Un’attenzione particolare è dedicata anche al rapporto tra sport, salute e inclusione. Il Cnel sottolinea la necessità di integrare la pratica sportiva nei Livelli essenziali di assistenza (Lea) e nella legislazione sul welfare, riconoscendone il ruolo nella prevenzione, cura e riabilitazione. Tuttavia, persistono forti disuguaglianze di accesso e mancano ancora coordinamento istituzionale, formazione adeguata e sistemi di monitoraggio.

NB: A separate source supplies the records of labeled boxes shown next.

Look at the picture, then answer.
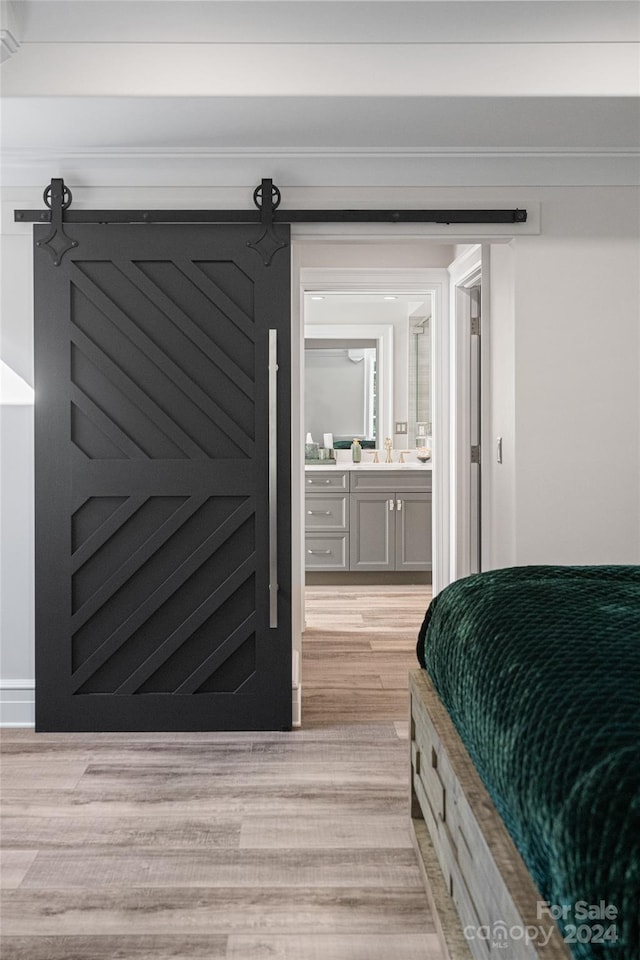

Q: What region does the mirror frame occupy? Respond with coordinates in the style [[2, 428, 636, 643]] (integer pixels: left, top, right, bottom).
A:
[[303, 323, 393, 450]]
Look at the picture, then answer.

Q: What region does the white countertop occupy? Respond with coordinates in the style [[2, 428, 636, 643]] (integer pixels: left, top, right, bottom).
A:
[[304, 460, 432, 472]]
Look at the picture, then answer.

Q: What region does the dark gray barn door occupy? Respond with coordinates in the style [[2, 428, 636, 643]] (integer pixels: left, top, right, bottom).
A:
[[34, 224, 291, 731]]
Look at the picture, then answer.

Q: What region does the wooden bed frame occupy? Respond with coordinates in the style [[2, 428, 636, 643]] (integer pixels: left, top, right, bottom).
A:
[[409, 670, 571, 960]]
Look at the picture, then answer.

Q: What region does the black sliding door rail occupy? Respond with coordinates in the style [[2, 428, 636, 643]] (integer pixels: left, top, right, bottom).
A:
[[14, 179, 527, 224]]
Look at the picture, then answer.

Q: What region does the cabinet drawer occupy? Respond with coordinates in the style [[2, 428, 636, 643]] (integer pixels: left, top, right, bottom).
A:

In conclusione, il Cnel invita a non cambiare la direzione intrapresa, ma ad “accelerare il passo”, assicurando “adeguati livelli di spesa corrente agli enti che hanno investito di più con le risorse del Pnrr”. La sfida è tradurre gli investimenti in innovazione e formazione in un miglioramento tangibile e uniforme dei servizi su tutto il territorio nazionale, per colmare divari di cittadinanza ancora troppo ampi e garantire il diritto alla salute per tutti.